In this depiction of the god, he seems to be engaging in something related to nature, like hunting. According to the text in the book, “the right arm might have rested on a quiver, the left seems to have held a bow, which has been in contact with the leg on the left side.” (Society of Dilettanti).

In the corner of the plate, is the inscription “J.S. Agar”, referring to John Samuel Agar, a painter and engraver in the early nineteenth century, close to the publication date of this book. Unlike John Flaxman, another engraver of the time, Agar utilizes a style of engraving depicts Apollo’s full form in a realistic style. This depiction of Apollo, with its sharp details, displays his physicality, not his intellect or his association with the arts, comparable more to “patron of pugilism than to the leader of a celestial orchestra” (Society of Dilettanti).

Symonds equates Apollo with masculinity and his association with nature, such as the legends of Apollo’s travels among shepherds. For Symonds, “the god of my adoration drank life and love among the sheep-cotes of Admetus” (Memoirs, 114). Symonds understands Apollo as both an abstracted deity of the arts, but also as a representation of ideal male beauty. This view of Apollo is one that depicts idealized beauty which Symonds uses to judge what he perceives in others.

J. S. Agar, artist and engraver, Apollo, Specimens of antient sculpture, Ægyptian, Etruscan, Greek and Roman: selected from different collection in Great Britain, Plate V. From the Sheridan Libraries, Johns Hopkins University. Photograph by Gabrielle Dean. https://catalyst.library.jhu.edu/catalog/bib_719409

Symonds’s view of art also influenced his view of real life. When he describes his relationship with William Dyer, Symonds describes his friend as: “the boy who owned that voice seemed the only beautiful, the only flawless being I had ever seen” (Memoirs, 155). This description of Dyer reflects the view that Symonds holds in his mind about ideal beauty, which he contrasts to the social relationships that prevailed at Harrow.  
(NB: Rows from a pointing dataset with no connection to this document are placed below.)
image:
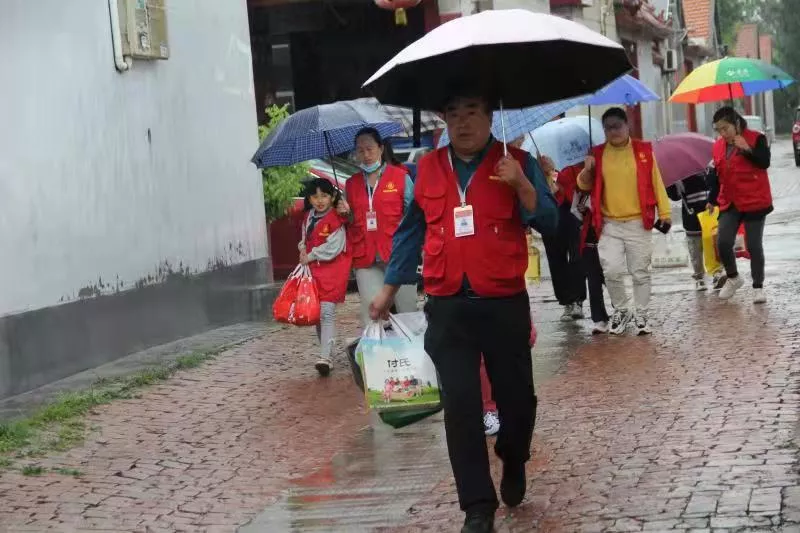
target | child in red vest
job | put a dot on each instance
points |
(323, 249)
(491, 422)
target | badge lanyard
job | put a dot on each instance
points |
(372, 217)
(462, 193)
(463, 216)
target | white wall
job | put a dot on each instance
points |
(650, 75)
(83, 195)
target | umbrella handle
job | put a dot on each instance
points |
(330, 158)
(538, 152)
(503, 128)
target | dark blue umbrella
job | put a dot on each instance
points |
(321, 131)
(625, 90)
(510, 124)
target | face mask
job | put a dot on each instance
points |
(369, 169)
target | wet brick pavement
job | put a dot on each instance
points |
(692, 429)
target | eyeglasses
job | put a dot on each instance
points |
(613, 126)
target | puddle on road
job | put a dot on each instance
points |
(373, 484)
(385, 472)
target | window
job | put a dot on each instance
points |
(144, 28)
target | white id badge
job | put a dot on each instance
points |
(464, 221)
(372, 221)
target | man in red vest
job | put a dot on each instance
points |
(471, 206)
(626, 192)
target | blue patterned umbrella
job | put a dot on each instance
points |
(625, 90)
(321, 131)
(519, 122)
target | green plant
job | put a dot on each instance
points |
(32, 470)
(69, 472)
(281, 184)
(58, 425)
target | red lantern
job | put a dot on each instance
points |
(399, 7)
(633, 6)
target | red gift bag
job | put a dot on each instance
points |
(739, 246)
(284, 303)
(306, 304)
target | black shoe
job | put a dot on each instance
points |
(478, 523)
(513, 484)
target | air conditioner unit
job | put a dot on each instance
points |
(670, 60)
(144, 28)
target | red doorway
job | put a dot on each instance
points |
(691, 109)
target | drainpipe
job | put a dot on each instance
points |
(122, 63)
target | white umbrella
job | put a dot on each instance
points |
(565, 141)
(515, 57)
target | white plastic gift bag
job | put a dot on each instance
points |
(668, 252)
(398, 373)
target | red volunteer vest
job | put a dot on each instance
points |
(643, 152)
(495, 258)
(740, 182)
(387, 202)
(331, 276)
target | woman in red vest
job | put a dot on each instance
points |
(741, 159)
(323, 248)
(378, 197)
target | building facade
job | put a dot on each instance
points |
(131, 215)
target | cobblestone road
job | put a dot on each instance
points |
(692, 429)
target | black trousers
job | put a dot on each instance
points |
(564, 258)
(594, 274)
(460, 329)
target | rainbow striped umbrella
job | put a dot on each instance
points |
(729, 78)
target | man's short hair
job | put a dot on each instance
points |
(615, 112)
(467, 91)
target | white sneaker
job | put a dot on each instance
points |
(619, 321)
(759, 297)
(731, 286)
(491, 423)
(324, 367)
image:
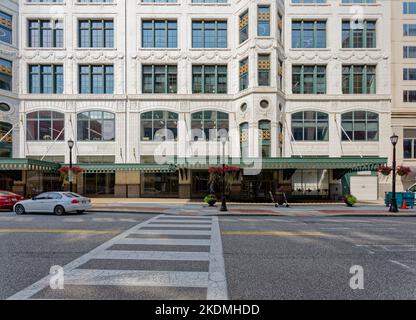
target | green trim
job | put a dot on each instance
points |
(28, 165)
(351, 163)
(112, 167)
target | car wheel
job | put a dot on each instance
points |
(19, 209)
(59, 210)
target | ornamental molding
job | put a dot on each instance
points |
(9, 53)
(79, 55)
(342, 56)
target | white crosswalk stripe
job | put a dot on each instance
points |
(153, 243)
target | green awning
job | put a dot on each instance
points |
(27, 165)
(351, 163)
(113, 167)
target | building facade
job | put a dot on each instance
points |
(302, 85)
(403, 85)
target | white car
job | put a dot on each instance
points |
(55, 202)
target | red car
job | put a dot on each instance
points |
(9, 199)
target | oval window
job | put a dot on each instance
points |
(4, 107)
(264, 104)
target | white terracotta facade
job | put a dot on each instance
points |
(127, 56)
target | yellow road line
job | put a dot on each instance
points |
(277, 233)
(58, 231)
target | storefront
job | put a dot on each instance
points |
(301, 179)
(29, 177)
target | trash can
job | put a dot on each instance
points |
(409, 197)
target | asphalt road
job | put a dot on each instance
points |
(149, 256)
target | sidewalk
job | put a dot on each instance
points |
(188, 207)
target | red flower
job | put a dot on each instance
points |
(75, 170)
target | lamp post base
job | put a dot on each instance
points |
(223, 205)
(393, 206)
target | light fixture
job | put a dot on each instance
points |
(394, 139)
(70, 144)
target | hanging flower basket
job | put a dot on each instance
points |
(74, 170)
(403, 171)
(384, 170)
(66, 171)
(230, 173)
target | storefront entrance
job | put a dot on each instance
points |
(160, 185)
(99, 184)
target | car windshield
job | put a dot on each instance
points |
(72, 195)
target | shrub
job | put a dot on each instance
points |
(350, 200)
(210, 199)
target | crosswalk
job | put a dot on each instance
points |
(179, 252)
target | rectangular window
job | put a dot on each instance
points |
(6, 72)
(263, 21)
(243, 27)
(6, 25)
(209, 34)
(263, 68)
(243, 74)
(309, 79)
(46, 79)
(409, 52)
(409, 30)
(359, 79)
(209, 79)
(96, 34)
(409, 96)
(96, 79)
(409, 7)
(159, 34)
(45, 34)
(358, 35)
(409, 74)
(308, 34)
(409, 144)
(159, 79)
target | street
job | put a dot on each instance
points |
(112, 255)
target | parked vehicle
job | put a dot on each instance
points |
(9, 199)
(58, 203)
(412, 188)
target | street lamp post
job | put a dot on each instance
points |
(393, 206)
(70, 145)
(223, 200)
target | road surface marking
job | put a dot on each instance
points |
(276, 233)
(137, 278)
(214, 280)
(59, 231)
(152, 255)
(167, 242)
(403, 265)
(173, 232)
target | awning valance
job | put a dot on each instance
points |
(27, 165)
(112, 167)
(351, 163)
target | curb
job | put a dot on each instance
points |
(376, 215)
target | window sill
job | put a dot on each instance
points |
(310, 49)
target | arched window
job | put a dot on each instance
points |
(244, 139)
(96, 126)
(45, 126)
(310, 126)
(6, 140)
(360, 126)
(265, 127)
(212, 123)
(4, 107)
(159, 125)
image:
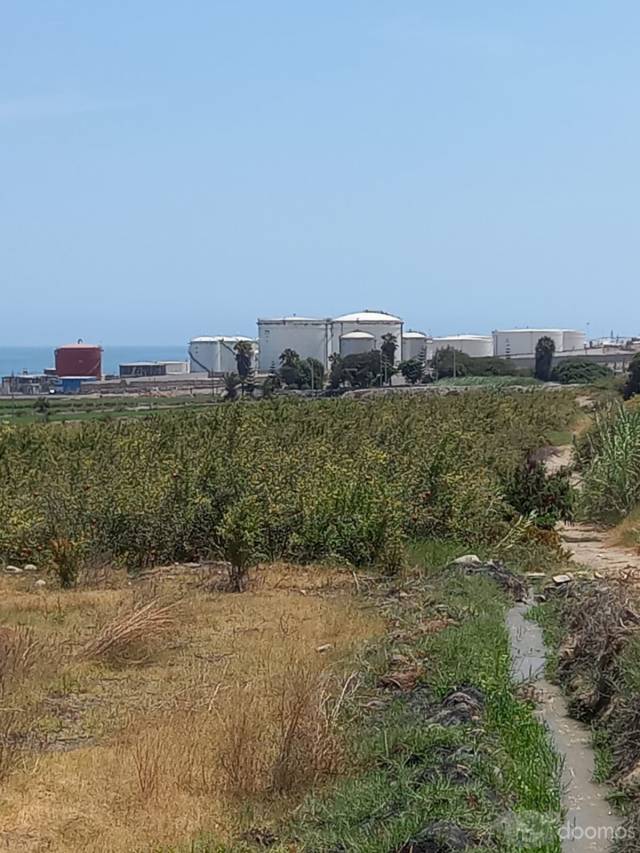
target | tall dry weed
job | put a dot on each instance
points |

He writes that Dyer “had delivered my soul from the Egyptian house of Harrow bondage. He enabled me to realize an ideal of a passionate and yet pure love between friend and friend” (Memoirs, 158). This use of the “ideal” clearly manifests itself in the way that Symonds translates his love for William into the classical framework.

Works Cited:

Apollodorus. Apollodorus, The Library, with an English Translation by Sir James George Frazer, F.B.A., F.R.S. in 2 Volumes. Cambridge, MA, Harvard University Press; London, William Heinemann Ltd. 1921. http://www.perseus.tufts.edu/hopper/text?doc=Apollod.%203.10.4&lang=original

Specimens of Antient Sculpture, Ægyptian, Etruscan, Greek and Roman: Selected From Different Collection In Great Britain. London: Printed by T. Bensley for T. Payne, and J. White and co., 1809. https://catalyst.library.jhu.edu/catalog/bib_719409

Symonds, John Addington. Regis, Amber K. The Memoirs of John Addington Symonds: A Critical Edition. London: Palgrave Macmillan UK, 2016.